A second BMC port is often piggybacked onto a network port used by the main processor. It would be connected to a more public network or the internet. This “feature” allows the public network to be used for administration, simplifying the operation of small networks by not requiring a parallel network for each server. Encrypted communication can prevent attacks even in this case, but it’s not the same thing as an isolated network. Of course, the compromised BMC could also gain control of the main processor, though that’s a much harder programming chore. Compromising the BMC is much easier.
The BMC has control of both ports; therefore, a compromised system could use the public connection even while the BMC application was using the administration network in the normal fashion. The BMC will need an IP address on the public network in addition to the one needed for the processor, so that could be a way of detecting a problem assuming the compromised system would operate in such a way.
Some SoCs are designed to address this type of attack, but most are not. Essentially, each SoC would need to have its own crypto identification that’s used to verify or decrypt boot code. This would prevent booting of a compromised system. It typically requires a signed version of code that’s unique to an SoC.
The advantage of this approach is that the SoC creation process needs to be secure, which tends to be much easier to manage than the assembly of boards, chips, and other hardware to create a server or other device. Unfortunately, this approach is relatively new, not available to most OEMs, and not used by most vendors—yet.
Antivirus software, even something implemented in the processor’s boot code, is incapable of detecting or preventing an attack like this from compromising the system.
If the attack winds up being real, then it could force many companies to reevaluate all aspects of their supply chain. It might be a good idea to do that anyway, because even if this instance was a hoax, the next one may not be.
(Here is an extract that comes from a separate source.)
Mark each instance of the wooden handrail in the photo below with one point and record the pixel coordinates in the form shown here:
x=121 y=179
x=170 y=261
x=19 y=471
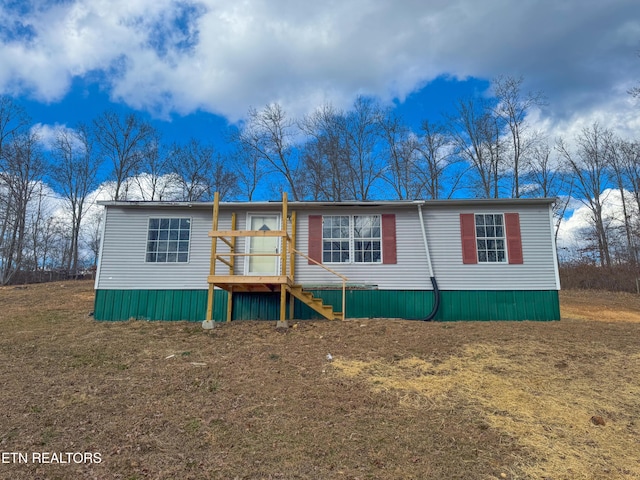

The method of attack is valid, although it’s difficult to implement unless one has influence over part of the supply chain. Still, there are many ways to do this.
System security is getting much better in general with features like secure boot—if they’re used. Attackers will likely continue to exploit holes or attack targets such as the BMC that bypass normal security measures. It simply means that security needs to be applied to all aspects of system design, deployment, and even during the building of a system.